Samira Hill
- Location: Téra Department, Tillabéri Region,Niger; 13°24′42.3″N 001°13′42.61″E﻿ / ﻿13.411750°N 1.2285028°E;
- Opened: 2004
- Company: Societe des Mines du Liptako

= Samira Hill Gold Mine =

Gold mine in Tillabéri, Niger

The Samira Hill Gold Mine (fr. Mine d'Or du Mont Samira) is a gold mine in Téra Department of the Tillabéri Region in Niger. Opened in late 2004, it is the first industrial scale gold mine in the nation, and while operated by a Canadian/Moroccan consortia, the government of Niger owns both a 20% stake in its operation, and functions under government concession. The mine, and the possibility that other gold concessions will follow, is projected to be an important component of future export revenue for the West African state.

==Mining in Tera==
Exploitable deposits of gold have long been known to exist in Niger in the region between the Niger River and the border with Burkina Faso, and artisanal gold mining has previously taken place in the area. The Namaga concession upon which the Mine was built, is hoped to be the first mine to produce gold from the Tera greenstone belt which surrounds Koma Bangou, the country's largest artisanal mining site. Koma Bangou was first discovered by ONAREM (l'Office National des Resources Minieres, the Nigerien government's mining company) in 1985.

==SML consortia==
The mine is operated by Moroccan headquartered SML (Societe des Mines du Liptako), a joint venture between Canadian Societe Semafo Inc and Canadian Etruscan Resources Incorporated. Both companies own 80% (40% - 40%) of SML and the Government of Niger holds a 20% stake.

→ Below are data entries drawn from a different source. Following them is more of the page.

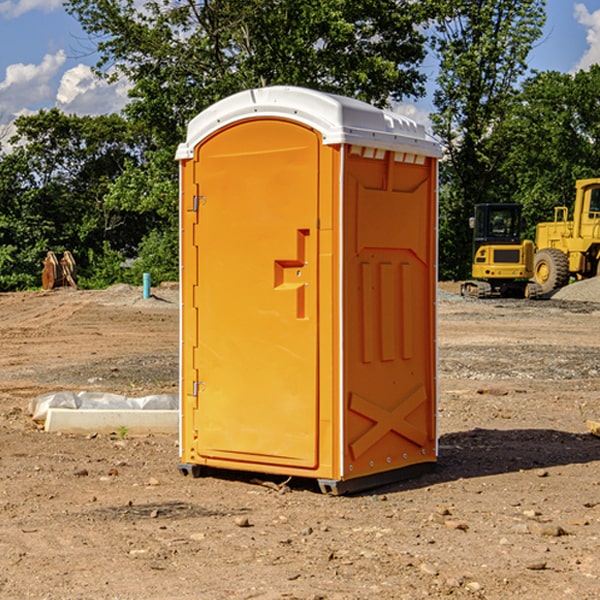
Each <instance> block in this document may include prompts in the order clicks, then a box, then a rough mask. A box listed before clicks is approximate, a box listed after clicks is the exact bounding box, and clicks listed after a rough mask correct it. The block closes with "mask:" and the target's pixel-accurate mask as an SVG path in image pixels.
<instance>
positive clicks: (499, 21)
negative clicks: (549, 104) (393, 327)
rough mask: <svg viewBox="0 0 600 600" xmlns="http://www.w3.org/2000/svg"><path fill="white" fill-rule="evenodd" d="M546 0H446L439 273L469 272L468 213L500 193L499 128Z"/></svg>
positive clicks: (441, 135)
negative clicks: (498, 132)
mask: <svg viewBox="0 0 600 600" xmlns="http://www.w3.org/2000/svg"><path fill="white" fill-rule="evenodd" d="M544 8H545V0H494V1H492V0H477V1H473V0H440V2H439V9H440V14H441V18H439V19H438V20H437V22H436V27H435V29H436V35H435V37H434V40H433V45H434V49H435V52H436V53H437V56H438V57H439V60H440V74H439V76H438V78H437V89H436V91H435V93H434V104H435V107H436V112H435V114H434V115H433V116H432V120H433V123H434V131H435V133H436V134H437V135H438V136H439V137H440V138H441V140H442V142H443V144H444V146H445V150H446V157H447V160H446V162H445V164H444V165H442V170H441V176H442V184H443V185H442V194H441V197H440V273H441V276H442V277H446V278H464V277H466V276H467V275H468V273H469V264H470V260H471V256H470V251H471V234H470V231H469V229H468V217H469V216H471V215H472V210H473V205H474V204H476V203H478V202H491V201H498V200H500V199H504V198H501V197H500V195H499V193H498V191H499V188H498V186H497V183H498V182H497V179H498V177H497V174H498V169H499V165H500V164H501V163H502V160H503V155H502V153H501V152H495V150H498V149H499V145H498V144H494V143H493V138H494V135H495V129H496V128H497V127H498V125H499V124H500V123H502V121H503V119H505V118H506V117H507V115H508V114H509V113H510V110H511V108H512V106H513V103H514V96H515V91H516V89H517V84H518V82H519V80H520V78H521V77H522V76H523V75H524V74H525V73H526V71H527V62H526V60H527V56H528V54H529V52H530V50H531V47H532V44H533V43H534V42H535V40H537V39H538V38H539V37H540V35H541V33H542V27H543V24H544V21H545V10H544Z"/></svg>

The mine site itself was created around the Samira Hill gold deposit, found on the Tiawa exploration permit and the Libiri gold deposit (three kilometers away) found on the Saoura exploration permit.

==Production==
On 5 October 2004, President Mamadou Tandja announced the official opening of the Samira Hill Gold Mine, and the first Nigerien gold ingot was presented to him. This marked a historical moment for Niger as the Samira Hill Gold Mine represents the first commercial gold production in the country.

The mine's two pits are open pits, 3 km from one another, both around 5 km north of the Burkina Faso border, and 95 km west-north-west from Niamey. The larger Samira Pit and the Libiri pit run east–west along the site, with Libiri pit to the east. The ore processing is done by crushing, grinding, and carbon leaching (Gold cyanidation), which requires a pipeline pumping water from the nearby Sirba River, to the east of the site, as well as a large reservoir and waste pits.

The first year's production is predicted to be 135,000 troy ounces (4,200 kg; 9,260 lb avoirdupois) of gold at a cash value of US$177 per ounce ($5.70/g). The mine reserves for the Samira Hill mine total 10,073,626 tons at an average grade of 2.21 grams per ton from which 618,000 troy ounces (19,200 kg; 42,400 lb) will be recovered over a 6-year mine life. SML believes to have a number of significant gold deposits within what is now recognized as the gold belt known as the "Samira Horizon", which is located between Gotheye and Ouallam.

Prior to production, the estimated totals of both pits were 10.08 million t grading 2.2 g/t Au (ore), from which it was projected 618,000 troy ounces would be produced in the estimated 6.2 years of mine life. Etruscan has projected that the Koma Bangou deposit contains reserve of 315000 oz of gold.

In 2008, Semafo announced it had discovered two new possible mine sites on its concessions, to the east and west of its current mines. Sikia 1, 1 km in length, is southeast of Libiri pit, while Libiri Plateau, northeast of the Libiri pit, runs 500 meters. It is thought the immediate are could produce pits 10 km east and west of the current site.